What happened to the business plan?
Over dinner at the Frankfurt Auto Show, Miller recalled, he asked Delphi’s
international corporate customers to critique their experiences. It didn’t take
many rounds of schnapps for the horror stories to start flowing. They
complained that Delphi had become a plodding, distant, tangled, bureaucratic
nightmare of a company to work with. Getting a new braking system to
Mercedes-Benz, for example, required sign-off from multiple divisions in


different countries. Decisions took forever. The supply chain was broken. It was
no way to run a competitive business. “It meant we were paralyzed,” Miller told
me.
In his book Miller compared himself to a surgeon and described Delphi as a
“desperate patient who waited too long to seek treatment.” He concluded that
major surgery was required. Five months after his arrival, Delphi filed for
bankruptcy and began its painful reorganization. Miller closed twenty-one of
twenty-nine factories, putting four out of ten workers out of their jobs. He forced
major wage concessions on the United Auto Workers (UAW) and unloaded most
of its legacy costs in worker healthcare and pensions. He moved the company
away from manufacturing old-style, low-profit parts—chassis, brakes, hoses—
and into high-tech electronics, navigation, and fuel systems.

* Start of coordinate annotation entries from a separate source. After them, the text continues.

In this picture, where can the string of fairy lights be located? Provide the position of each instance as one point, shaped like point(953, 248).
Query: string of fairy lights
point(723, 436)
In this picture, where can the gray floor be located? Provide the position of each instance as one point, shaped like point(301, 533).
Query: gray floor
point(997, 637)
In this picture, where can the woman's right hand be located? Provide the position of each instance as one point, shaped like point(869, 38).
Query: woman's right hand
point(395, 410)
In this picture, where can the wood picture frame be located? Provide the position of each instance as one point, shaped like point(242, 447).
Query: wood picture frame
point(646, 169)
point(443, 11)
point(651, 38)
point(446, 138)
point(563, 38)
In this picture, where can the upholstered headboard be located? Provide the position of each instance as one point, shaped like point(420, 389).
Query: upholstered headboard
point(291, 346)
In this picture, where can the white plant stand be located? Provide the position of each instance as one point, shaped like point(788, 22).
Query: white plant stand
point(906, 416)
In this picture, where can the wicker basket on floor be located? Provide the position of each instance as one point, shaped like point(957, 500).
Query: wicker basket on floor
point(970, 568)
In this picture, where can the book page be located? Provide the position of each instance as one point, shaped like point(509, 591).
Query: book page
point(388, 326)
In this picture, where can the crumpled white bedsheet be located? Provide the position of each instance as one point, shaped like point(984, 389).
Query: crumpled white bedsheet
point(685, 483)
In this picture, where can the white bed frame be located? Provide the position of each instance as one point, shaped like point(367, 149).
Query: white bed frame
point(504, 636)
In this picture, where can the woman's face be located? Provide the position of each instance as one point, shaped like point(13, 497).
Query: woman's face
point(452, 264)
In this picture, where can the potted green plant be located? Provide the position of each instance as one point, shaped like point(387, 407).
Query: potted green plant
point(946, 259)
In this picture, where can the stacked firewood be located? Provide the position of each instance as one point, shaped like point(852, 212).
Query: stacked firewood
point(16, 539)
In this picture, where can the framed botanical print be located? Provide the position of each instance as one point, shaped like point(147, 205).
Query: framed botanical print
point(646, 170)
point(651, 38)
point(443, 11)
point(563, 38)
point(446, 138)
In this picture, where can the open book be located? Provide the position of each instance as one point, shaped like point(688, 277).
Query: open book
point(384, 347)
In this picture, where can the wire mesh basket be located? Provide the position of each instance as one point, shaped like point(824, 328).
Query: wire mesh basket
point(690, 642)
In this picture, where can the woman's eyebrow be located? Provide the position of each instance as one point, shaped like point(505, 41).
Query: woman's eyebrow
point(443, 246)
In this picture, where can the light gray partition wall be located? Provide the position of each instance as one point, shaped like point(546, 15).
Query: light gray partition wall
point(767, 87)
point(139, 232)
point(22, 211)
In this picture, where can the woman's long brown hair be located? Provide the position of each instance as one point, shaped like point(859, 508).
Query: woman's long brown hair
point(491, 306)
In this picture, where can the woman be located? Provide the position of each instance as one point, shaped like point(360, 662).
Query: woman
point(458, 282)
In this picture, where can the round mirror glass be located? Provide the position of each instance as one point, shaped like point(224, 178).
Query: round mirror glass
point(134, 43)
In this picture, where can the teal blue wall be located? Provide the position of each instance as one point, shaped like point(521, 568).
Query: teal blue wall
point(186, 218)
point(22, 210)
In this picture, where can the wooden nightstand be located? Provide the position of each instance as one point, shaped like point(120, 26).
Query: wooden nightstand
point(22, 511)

Miller fumbled some public statements, making a difficult task even harder.
He complained that Delphi couldn’t afford to pay union workers $65 an hour
and fund healthcare and other expensive benefits even as the company approved
big bonuses for top executives. Hourly workers erupted. Miller faced protests
and court challenges. As penance and a PR move, he cut his salary from $1.5
million to just $1. Still, when he looked out his window one day, he saw union
protesters carrying signs that said, “Miller Isn’t Worth a Buck.”
But as a result of asking his “bad news” questions, Miller knew the situation
was dire. He also knew the crisis extended beyond Delphi. General Motors and
other companies depended on Delphi auto parts. If Delphi went under, it could
take automakers down with it.
“My goal was to do minimal harm to the world’s auto industry,” he said.
“Yes, we had come out of GM, but we sold parts to every automaker on the
planet, without which no automaker could do much.”
At tremendous cost to workers and his own public profile, Miller salvaged
the company. The concessions he forced and the ripple effect it had through the
industry prompted business writer Allan Sloane to give Miller credit for saving
“what’s left of the Detroit Three automakers.”